Measuring Latency#

What to measure#

Latency = time from when the node receives the request to when it returns the ID. This is pure in-memory work — no disk, no network to another service. Should be sub-millisecond in normal operation.

Track as a histogram, not an average. Averages hide tail latency.

Buckets: 0.1ms, 0.5ms, 1ms, 2ms, 5ms, 10ms, 50ms
SLO boundary: p99 < 5ms

Per-node histograms#

Run separate histograms per node. If one node's p99 is 20ms while others are 0.5ms, that node has a problem — bad hardware clock, NTP issues, or resource contention. A single aggregated histogram would hide this.

Node 1: p99 = 0.4ms  ✅
Node 2: p99 = 0.3ms  ✅
Node 3: p99 = 18ms   ❌ ← investigate this node

Clock skew contribution to latency#

When the clock moves backwards, the node waits — this wait time shows up as latency on those specific requests. A sudden spike in p99 latency on one node, combined with clock skew wait events, points directly to NTP correction as the cause.

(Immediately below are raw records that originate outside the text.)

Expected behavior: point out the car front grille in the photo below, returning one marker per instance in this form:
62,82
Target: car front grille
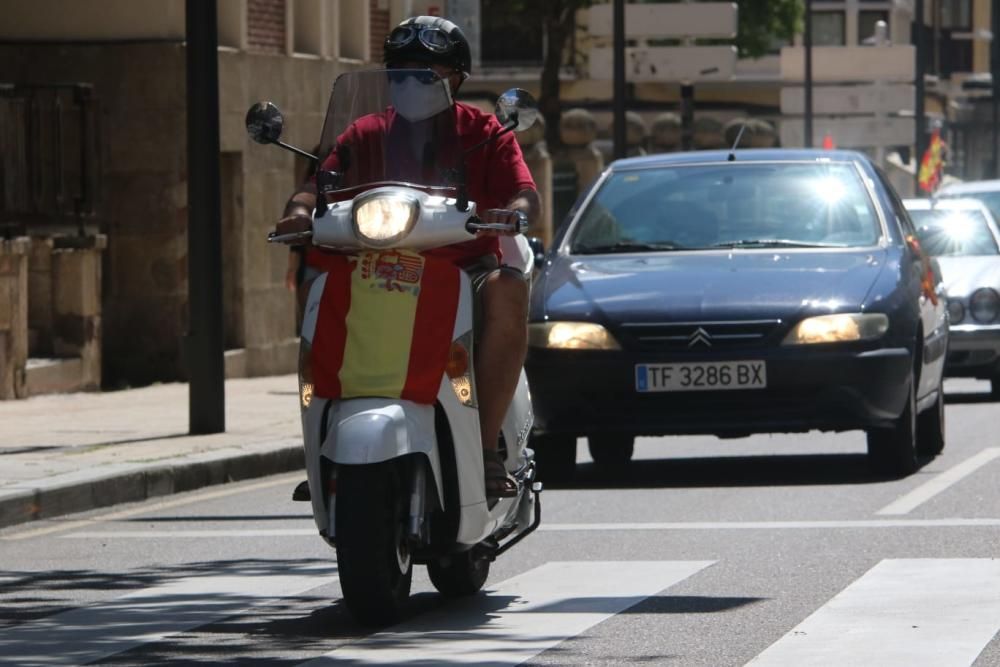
700,336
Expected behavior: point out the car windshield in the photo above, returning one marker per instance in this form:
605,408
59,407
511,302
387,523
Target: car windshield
749,205
954,232
991,199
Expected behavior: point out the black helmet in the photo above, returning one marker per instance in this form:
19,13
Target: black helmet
428,39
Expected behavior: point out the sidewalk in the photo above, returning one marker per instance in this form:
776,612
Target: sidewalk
68,453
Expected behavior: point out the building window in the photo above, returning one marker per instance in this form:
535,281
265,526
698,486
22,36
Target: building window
266,25
514,39
829,29
956,14
866,25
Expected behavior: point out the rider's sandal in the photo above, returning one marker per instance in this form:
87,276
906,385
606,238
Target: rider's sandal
499,483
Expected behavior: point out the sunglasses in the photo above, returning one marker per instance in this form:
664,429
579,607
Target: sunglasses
434,40
424,76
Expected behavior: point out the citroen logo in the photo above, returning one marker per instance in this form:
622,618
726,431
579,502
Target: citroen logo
699,336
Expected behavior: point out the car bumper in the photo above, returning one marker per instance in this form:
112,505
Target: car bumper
974,350
594,392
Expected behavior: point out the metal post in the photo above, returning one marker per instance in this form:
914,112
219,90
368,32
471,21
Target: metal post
920,115
687,116
620,148
807,45
995,76
204,344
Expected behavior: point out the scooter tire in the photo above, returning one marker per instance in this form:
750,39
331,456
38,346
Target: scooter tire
374,562
459,575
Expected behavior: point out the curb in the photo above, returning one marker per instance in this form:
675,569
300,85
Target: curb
145,481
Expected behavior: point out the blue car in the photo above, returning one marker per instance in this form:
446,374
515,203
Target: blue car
754,291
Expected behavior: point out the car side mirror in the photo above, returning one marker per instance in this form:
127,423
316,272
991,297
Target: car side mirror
264,123
516,109
537,247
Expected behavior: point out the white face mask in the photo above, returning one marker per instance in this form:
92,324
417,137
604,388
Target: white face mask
415,100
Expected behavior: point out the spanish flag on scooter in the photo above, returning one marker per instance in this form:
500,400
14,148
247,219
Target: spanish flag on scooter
385,326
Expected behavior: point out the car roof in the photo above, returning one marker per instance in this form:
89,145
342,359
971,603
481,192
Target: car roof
959,204
739,155
970,187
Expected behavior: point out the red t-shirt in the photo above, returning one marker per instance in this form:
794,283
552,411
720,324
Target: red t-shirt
494,174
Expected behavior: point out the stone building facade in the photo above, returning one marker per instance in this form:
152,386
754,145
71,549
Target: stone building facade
132,56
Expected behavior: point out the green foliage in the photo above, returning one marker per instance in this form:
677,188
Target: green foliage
761,22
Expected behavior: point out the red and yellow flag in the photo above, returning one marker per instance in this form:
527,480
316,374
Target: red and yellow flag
385,326
932,164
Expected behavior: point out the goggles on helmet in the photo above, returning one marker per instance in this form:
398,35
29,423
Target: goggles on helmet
433,39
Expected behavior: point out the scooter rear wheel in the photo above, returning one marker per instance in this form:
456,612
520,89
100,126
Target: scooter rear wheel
460,574
373,554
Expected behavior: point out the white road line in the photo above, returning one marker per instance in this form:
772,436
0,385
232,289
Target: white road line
777,525
901,613
572,527
91,633
189,498
520,617
936,485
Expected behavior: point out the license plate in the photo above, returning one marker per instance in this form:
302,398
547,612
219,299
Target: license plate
707,376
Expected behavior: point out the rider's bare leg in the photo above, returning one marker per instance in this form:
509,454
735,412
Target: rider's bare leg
502,345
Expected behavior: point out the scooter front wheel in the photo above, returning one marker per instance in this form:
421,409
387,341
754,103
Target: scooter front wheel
374,561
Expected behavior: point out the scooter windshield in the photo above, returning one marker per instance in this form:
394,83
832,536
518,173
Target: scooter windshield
390,126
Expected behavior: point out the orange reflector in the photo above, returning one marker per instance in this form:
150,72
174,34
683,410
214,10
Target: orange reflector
458,361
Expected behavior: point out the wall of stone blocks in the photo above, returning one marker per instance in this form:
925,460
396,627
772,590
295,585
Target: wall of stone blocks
13,316
143,199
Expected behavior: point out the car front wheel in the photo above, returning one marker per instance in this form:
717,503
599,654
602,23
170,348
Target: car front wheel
611,450
893,451
930,428
555,456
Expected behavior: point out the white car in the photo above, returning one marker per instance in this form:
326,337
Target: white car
963,236
987,192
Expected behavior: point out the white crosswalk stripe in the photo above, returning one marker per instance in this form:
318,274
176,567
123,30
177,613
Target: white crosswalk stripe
530,613
901,613
91,633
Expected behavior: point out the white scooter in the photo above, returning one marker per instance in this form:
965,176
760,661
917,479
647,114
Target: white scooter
395,481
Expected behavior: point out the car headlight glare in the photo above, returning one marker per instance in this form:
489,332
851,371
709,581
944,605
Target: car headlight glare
384,220
571,336
984,306
838,328
956,311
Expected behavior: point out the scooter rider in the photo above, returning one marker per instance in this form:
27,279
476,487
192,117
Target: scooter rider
502,187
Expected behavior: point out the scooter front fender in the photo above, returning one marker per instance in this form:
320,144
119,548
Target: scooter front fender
370,430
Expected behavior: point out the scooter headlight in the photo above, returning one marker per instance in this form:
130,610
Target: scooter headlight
383,220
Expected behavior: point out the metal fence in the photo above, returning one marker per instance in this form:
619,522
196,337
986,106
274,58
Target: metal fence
49,159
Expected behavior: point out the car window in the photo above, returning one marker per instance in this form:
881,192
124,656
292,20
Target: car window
991,199
902,214
954,232
704,206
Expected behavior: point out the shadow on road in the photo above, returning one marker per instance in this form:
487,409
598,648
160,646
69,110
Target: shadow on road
724,471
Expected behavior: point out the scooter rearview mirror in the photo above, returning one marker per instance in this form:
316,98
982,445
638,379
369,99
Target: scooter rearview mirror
516,108
264,122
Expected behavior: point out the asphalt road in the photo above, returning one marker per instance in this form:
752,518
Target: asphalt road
771,550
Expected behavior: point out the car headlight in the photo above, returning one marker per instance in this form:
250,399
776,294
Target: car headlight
571,336
956,311
984,306
383,220
838,328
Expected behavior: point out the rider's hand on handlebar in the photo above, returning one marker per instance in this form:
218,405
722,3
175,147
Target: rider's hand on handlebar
293,224
499,216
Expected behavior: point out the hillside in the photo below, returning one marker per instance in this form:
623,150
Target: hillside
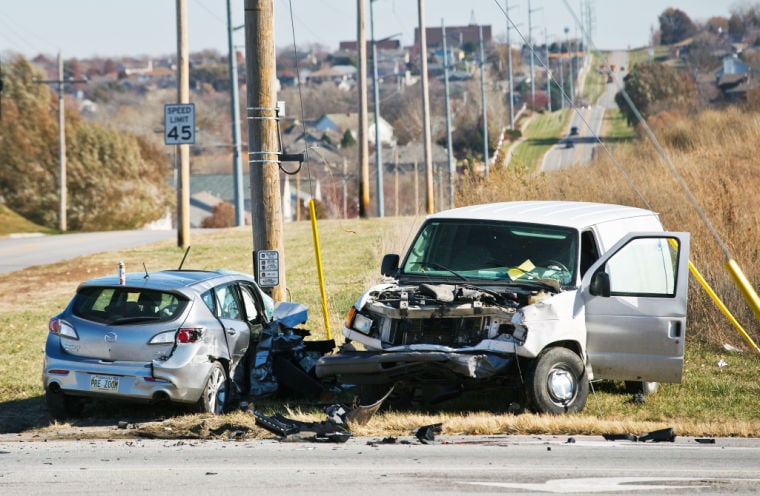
11,223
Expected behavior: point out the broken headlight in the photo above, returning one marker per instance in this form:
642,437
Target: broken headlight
358,322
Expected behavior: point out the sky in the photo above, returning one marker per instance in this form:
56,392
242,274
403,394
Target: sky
109,28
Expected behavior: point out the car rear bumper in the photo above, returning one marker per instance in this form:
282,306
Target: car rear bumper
138,381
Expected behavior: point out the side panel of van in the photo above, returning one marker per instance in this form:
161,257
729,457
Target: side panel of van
638,332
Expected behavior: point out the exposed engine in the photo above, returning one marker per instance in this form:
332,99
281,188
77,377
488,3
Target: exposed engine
452,315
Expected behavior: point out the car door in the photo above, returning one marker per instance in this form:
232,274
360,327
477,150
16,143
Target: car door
635,304
232,316
255,314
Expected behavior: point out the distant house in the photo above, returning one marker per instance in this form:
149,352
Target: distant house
733,78
337,74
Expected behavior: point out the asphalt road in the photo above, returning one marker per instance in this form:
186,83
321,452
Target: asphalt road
451,465
588,120
20,252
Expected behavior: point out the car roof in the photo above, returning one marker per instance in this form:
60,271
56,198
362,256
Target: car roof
572,214
170,279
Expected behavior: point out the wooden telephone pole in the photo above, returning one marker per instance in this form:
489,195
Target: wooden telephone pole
183,96
263,145
361,45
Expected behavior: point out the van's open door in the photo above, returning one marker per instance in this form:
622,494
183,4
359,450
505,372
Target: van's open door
635,300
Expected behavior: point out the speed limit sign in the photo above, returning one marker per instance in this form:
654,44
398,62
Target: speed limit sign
179,124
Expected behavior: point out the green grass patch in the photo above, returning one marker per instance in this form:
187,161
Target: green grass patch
12,223
540,134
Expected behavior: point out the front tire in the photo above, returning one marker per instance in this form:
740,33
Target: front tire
557,383
214,397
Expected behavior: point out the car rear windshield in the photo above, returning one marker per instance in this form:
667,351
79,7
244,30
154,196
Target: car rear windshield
121,305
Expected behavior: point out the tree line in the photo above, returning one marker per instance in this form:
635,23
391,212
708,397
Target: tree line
115,179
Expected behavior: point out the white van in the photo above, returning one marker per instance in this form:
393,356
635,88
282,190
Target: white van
540,296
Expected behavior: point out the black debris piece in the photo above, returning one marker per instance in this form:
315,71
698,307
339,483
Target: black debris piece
325,431
659,436
428,432
620,437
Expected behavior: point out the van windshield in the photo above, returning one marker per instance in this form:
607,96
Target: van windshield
491,250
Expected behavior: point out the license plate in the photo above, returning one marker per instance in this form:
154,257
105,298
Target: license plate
104,383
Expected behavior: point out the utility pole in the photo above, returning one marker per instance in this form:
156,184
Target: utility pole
425,109
62,188
510,85
263,145
484,115
561,77
378,145
361,46
237,161
548,74
530,44
449,151
183,96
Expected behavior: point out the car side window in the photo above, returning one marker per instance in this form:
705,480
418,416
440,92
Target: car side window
644,267
589,251
229,306
210,301
249,304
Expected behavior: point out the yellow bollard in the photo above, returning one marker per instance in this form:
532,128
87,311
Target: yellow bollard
319,267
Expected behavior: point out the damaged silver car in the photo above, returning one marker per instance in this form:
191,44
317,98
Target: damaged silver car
538,297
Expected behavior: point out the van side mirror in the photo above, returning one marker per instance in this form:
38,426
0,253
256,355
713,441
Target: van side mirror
600,284
389,267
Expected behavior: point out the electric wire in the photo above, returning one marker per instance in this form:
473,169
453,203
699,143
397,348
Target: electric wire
617,165
660,150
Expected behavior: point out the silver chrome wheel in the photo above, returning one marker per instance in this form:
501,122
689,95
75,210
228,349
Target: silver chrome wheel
214,396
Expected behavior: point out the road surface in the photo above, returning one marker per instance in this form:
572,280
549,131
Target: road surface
573,149
452,465
19,252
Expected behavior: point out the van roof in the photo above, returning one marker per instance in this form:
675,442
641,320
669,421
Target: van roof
573,214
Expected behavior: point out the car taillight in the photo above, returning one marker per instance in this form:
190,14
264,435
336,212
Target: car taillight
189,335
350,317
61,328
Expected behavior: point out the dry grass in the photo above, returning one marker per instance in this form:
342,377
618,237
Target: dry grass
715,152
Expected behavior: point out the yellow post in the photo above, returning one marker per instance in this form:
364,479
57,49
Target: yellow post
313,216
744,286
721,306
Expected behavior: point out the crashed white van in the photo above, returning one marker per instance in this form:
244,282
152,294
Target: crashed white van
538,296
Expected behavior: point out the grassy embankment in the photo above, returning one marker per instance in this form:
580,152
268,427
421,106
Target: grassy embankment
715,154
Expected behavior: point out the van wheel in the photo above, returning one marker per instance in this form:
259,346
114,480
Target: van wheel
556,382
638,387
214,397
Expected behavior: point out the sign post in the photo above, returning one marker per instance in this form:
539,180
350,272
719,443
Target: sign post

Track clock skew wait duration as a separate metric so you can correlate with latency spikes.

At our scale#

At 1M IDs/second sustained across ~3 nodes, each node handles ~333K requests/second. The histogram collects 333K data points per second per node. Use reservoir sampling or HDR histograms to keep memory usage bounded while maintaining accuracy at the tail.